Com muitas pessoas em quarentena e a cidade vazia, restam nas ruas de São Paulo os desabrigados, que só podem voltar ao albergue à noite e passam o dia perambulando pelas calçadas ou à procura de um ganha pão. O morador de rua Maycon, de 34 anos, ganha a vida vendendo água, pano, distribuindo panfleto no farol ou montando palco em dia de grandes eventos. Mas tudo parou após a pandemia do novo coronavírus.
“Pessoal está com medo de chamar para bico. Antes do coronavírus, vinham até o albergue buscar a gente para trabalhar. Até os que pagavam 50 reais para eu trabalhar 10 horas por dia carregando peso não estão vindo mais”, conta ele, que agora depende exclusivamente de doações e do Bolsa Família para sobreviver. “A coisa está feia até para o pedinte, porque as pessoas estão com medo de se aproximar. Está difícil viver nesse caos”, completa.
Richard, de 30 anos, está na mesma situação: ele vendia pano no semáforo, mas está sem conseguir trabalhar pela falta de movimentação. “Faz uma semana e meia que estou assim, sem dinheiro”, afirma. Para além do lado financeiro, ele trata um câncer no estômago e tem medo de a baixa imunidade lhe deixar ainda mais vulnerável à infecção pelo coronavírus.
O coordenador da Pastoral do Povo de Rua de São Paulo, padre Júlio Lancellotti, organiza doações para moradores de rua todos os dias na Paróquia de São Miguel Arcanjo, na zona leste da cidade, e relata que há muitos jovens querendo voltar para a família neste momento. “É dramático ver o sofrimento. Um deles me questionou: ‘a gente já vive no meio de tanta desgraça… será que vamos sofrer com isso também?’.” O religioso analisa que a pandemia minou diversos setores da economia informal da qual a população de rua se sustenta.
“Com a menor circulação de carros, eles não estão conseguindo trabalhar em estacionamento, limpeza de retrovisores ou lava-rápidos. Está tendo também uma redução grande no número de doação de alimentos à noite para aqueles que dormem na rua”, explica. “O coronavírus está pesando muito sobre essas pessoas. Sem contar que eles não têm como e onde estocar alimentos”, completa.
Visando amenizar esse impacto negativo, a Defensoria Pública da União lançou na quarta-feira, 18, um ofício com recomendações emergenciais à Secretaria de Assistência e Desenvolvimento Social (Smads).
“A peculiar situação das pessoas que se encontram em situação de rua demanda cuidados especiais, sobretudo se considerarmos o altíssimo poder de transmissibilidade da doença, bem como o fato de que, não raramente, tais indivíduos são portadores de doenças pré-existentes que os qualifica justamente como grupo de risco”, alegam os defensores no documento.
A cartilha contém oito sugestões, solicitando o reforço da higiene, o fornecimento de alimentos e o uso de espaços públicos educacionais e esportivos fechados para abrigar a população de rua.
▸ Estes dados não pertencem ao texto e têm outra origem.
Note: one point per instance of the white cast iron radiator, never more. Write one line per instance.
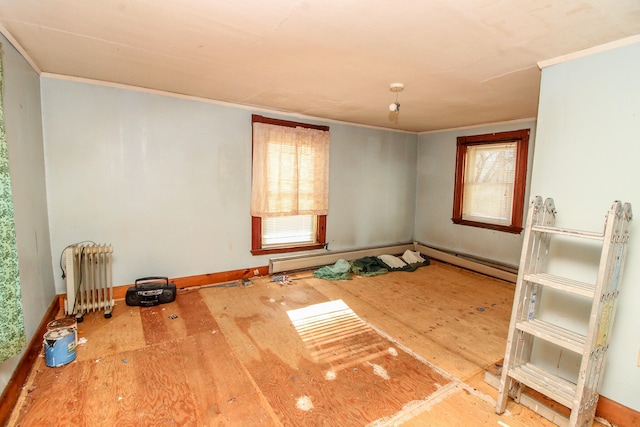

Enquanto isso, o Ministério Público do Estado de São Paulo sugeriu via ofício na segunda-feira, 16, a realização de obras emergenciais para reforçar a baixa ventilação natural dos albergues, já que muitos carecem de janelas e a falta de aeração pode aumentar a disseminação de doenças infectocontagiosas. Ao todo, o município conta com 89 centros de acolhimento, totalizando 17,2 mil vagas.
Procurada pela reportagem, a Smads informou apenas que “recebeu as duas notificações e prestará os esclarecimentos solicitados”. Maycon e Richard, porém, contam que não presenciaram obras e continuam sem acesso a locais públicos para se abrigar. Na quinta-feira, 19, ativistas da Pastoral do Povo de Rua flagraram policiais da Guarda Civil Metropolitana coagindo moradores de rua, em busca de isolamento, a saírem do parque da Mooca.
Enquanto as iniciativas mais estruturais não são tomadas, moradores de rua contam que dependem apenas da Pastoral do Povo de Rua e outras ONGs para conseguir insumos e retaguarda fora dos albergues. A organização católica abriu a Casa de Oração do Povo da Rua, no centro de São Paulo, para acolher em regime de quarentena os desabrigados com suspeita do coronavírus. O local tem capacidade para receber, com o devido isolamento, até 50 pessoas.